- al-Manajir Location of al-Manajir in Syria
- Coordinates: 36°41′7″N 40°11′52″E﻿ / ﻿36.68528°N 40.19778°E
- Country: Syria
- Governorate: al-Hasakah
- District: Ras al-Ayn
- Subdistrict: Ras al-Ayn

Population (2004)
- • Total: 12,156
- Time zone: UTC+3 (AST)
- Geocode: C5017

= Al-Manajir =

al-Manajir (المناجير, مەناجیر), often referred to as Manajir, Manajer or Manjar, is a town in northwestern al-Hasakah Governorate, northeastern Syria.
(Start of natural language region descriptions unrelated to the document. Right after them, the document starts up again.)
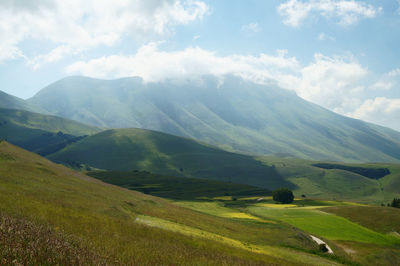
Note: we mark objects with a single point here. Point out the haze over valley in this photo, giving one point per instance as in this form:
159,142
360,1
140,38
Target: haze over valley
174,132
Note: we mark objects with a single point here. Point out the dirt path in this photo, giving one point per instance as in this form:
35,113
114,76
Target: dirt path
319,241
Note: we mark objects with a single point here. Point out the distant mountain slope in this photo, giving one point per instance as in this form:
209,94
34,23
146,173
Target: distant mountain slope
12,102
39,133
125,227
341,182
235,115
139,149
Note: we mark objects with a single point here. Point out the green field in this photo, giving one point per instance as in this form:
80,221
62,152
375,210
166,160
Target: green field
123,226
145,150
386,219
172,187
43,134
338,184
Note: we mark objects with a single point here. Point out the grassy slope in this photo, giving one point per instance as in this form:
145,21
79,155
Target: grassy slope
236,115
12,102
121,224
30,121
138,149
176,187
349,240
39,133
382,219
337,184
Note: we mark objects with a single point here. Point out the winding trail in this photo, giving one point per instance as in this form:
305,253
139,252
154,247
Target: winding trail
319,241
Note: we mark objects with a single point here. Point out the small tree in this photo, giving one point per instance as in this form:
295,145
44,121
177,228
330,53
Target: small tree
395,203
283,195
323,248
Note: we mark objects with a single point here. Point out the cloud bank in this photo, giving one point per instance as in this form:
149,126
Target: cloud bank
74,25
345,12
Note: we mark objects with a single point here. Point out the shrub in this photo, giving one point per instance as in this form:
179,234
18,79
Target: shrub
323,248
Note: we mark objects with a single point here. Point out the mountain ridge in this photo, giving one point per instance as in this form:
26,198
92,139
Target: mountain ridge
235,115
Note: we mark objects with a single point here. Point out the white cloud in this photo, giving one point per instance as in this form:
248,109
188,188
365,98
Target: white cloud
85,24
333,82
346,12
394,72
381,111
251,27
326,81
324,37
398,9
153,65
337,82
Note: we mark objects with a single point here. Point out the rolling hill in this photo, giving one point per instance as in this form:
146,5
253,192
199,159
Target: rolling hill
11,102
139,149
40,133
233,114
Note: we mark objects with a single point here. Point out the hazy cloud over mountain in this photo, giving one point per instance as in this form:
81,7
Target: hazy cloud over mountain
341,54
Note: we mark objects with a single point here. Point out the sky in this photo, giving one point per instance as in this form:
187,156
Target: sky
341,54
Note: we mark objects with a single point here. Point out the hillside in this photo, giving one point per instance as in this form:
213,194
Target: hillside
178,188
96,220
339,184
139,149
40,133
11,102
163,154
234,114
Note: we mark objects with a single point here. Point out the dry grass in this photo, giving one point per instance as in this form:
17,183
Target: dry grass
23,242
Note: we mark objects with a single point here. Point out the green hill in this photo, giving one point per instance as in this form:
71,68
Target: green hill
375,183
40,133
62,212
236,115
139,149
159,153
173,187
11,102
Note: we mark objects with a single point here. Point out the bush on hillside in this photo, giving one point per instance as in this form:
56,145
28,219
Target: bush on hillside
283,195
395,203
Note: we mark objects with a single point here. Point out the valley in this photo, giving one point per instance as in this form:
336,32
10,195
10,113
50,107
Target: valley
134,195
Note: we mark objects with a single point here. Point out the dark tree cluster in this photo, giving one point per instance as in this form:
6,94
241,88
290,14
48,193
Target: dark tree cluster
283,195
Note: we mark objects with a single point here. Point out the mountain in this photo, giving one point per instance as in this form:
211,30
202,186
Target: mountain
145,150
40,133
50,214
12,102
233,114
160,164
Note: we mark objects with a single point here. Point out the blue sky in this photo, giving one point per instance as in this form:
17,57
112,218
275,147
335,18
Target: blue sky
341,54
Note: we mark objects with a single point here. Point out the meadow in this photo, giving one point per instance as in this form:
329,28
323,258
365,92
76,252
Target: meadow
122,226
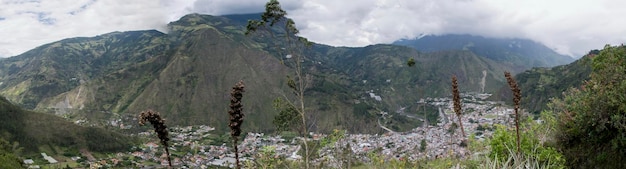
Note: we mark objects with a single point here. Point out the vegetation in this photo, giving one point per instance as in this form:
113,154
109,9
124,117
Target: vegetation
236,117
275,14
34,131
517,96
159,127
542,84
330,86
516,54
8,158
592,118
456,98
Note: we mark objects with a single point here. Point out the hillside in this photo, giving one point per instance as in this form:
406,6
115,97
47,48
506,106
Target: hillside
540,85
187,74
519,54
34,130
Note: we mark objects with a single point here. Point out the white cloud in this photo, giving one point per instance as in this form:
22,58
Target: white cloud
570,27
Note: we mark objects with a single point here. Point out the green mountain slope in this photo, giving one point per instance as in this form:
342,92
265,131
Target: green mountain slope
520,54
187,74
539,85
34,130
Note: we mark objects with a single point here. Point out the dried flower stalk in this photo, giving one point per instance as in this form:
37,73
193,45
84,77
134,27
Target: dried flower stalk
159,127
456,98
517,96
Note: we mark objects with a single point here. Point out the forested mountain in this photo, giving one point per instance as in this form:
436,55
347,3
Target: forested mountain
186,74
32,131
519,54
540,85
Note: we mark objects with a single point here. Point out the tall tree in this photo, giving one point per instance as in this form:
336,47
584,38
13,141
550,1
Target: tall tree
274,15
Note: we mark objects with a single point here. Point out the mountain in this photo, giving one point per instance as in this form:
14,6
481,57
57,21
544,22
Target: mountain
520,54
187,73
34,131
539,85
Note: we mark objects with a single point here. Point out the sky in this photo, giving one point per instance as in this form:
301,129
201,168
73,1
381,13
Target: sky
570,27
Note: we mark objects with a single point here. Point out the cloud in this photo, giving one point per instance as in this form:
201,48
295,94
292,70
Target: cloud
569,27
28,24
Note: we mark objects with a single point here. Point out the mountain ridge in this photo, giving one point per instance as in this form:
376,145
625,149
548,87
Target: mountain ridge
186,75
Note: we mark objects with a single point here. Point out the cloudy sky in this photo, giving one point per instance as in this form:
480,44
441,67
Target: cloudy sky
571,27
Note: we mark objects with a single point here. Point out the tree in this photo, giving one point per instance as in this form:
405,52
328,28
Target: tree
275,15
592,119
160,128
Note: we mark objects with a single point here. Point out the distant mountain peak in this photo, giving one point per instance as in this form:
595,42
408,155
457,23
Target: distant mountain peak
521,53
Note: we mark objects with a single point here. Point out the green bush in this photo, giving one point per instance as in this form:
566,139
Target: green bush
503,145
592,119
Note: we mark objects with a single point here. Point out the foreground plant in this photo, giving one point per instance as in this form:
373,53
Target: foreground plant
159,127
517,96
457,103
236,116
273,15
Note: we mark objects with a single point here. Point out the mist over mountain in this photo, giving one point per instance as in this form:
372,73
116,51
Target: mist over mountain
187,73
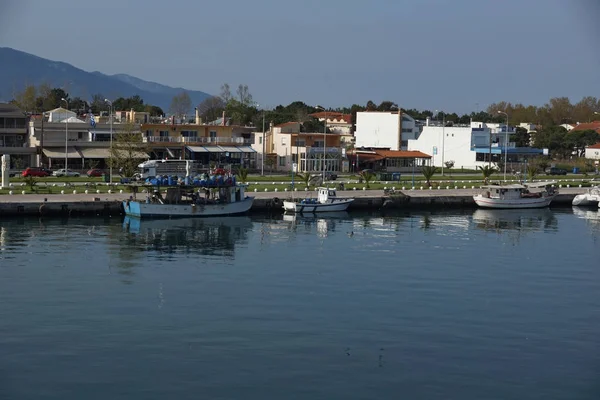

At the 2004 census, al-Manajir had a population of 12,156.

== Geography ==
al-Manajir lies on the right (southern) bank of the Khabur River in the midst of the fertile agricultural area of the Upper Khabur Valley, located around 20 km southeast of Ras al-Ayn and 15 km west of Tell Tamer. It administratively belongs to the Ras al-Ayn Subdistrict.

== History==
al-Manajir had an Assyrian majority with Kurdish and Arab minorities, until in 1973 Syrian president Hafez al-Assad commenced a large-scale settlement program, systematically settling Bedouins in the areas bordering Iraq and Syria to weaken the demographic dominance of the Kurds and keep the area under tighter control. After the best plots of land were redistributed to settlers of the Baggara tribe, it is said that most of the original inhabitants left the village.

=== Civil war ===
During the civil war, the region of Manajir has remained heavily contested between late 2012 and mid-2015.

Attacked by FSA rebels and allied Islamist fighters, the Syrian Army withdrew from its positions in Ras al-Ayn by the end of November 2012. The long Battle of Ras al-Ayn commenced, eventually leading to the Kurdish YPG taking control on 17 July 2013.

==== Kurdish capture of Manajir ====
In their subsequent Ras al-Ayn offensive, the YPG further advanced down the Khabur River area. In a final rush in early November, they captured one village after the other. On 5 November 2013 they successfully finished their offensive by capturing ISIS fighters to fully take control of Manajir.

==== Battle of Manajir ====

The rebel fighters however weren't ready to give in. With Baggara leader Nawaf al-Bashir purportedly supporting them from his exile in Turkey, foreign fighters were joined by local Arabs and fellow tribesmen from further south.

Early in the morning of 25 January 2014, a VBIED detonated at a YPG checkpoint near Manajir, killing two Kurdish and an Arab YPG fighter. The suicide bombing was immediately followed by an attack by Islamic State fighters with T-55 tanks. While ISIS and its allies lost 23 fighters, the YPG reportedly didn't suffer any further casualties, after reinforcement units of the YPG and YPJ turned the tide. It however turned out that some of the attackers were already in the village, obviously received by local people.

==== Upper Khabur valley attack ====

On 21 February 2015, the YPG launched the Eastern al-Hasakah offensive, purging Jihadists from areas east of al-Hasakah. Two days later, the Islamic State answered with a revenge attack on dozens of villages in the Upper Khabur valley south of Tell Tamer, mostly with an ethnic Assyrian majority. In March, the Islamic State extended the attacks to the north, advancing into Kurdish-held areas around Manajir. Eventually however, they were defeated and pushed back by YPG forces which solidified the control over Manajir by Kurdish forces.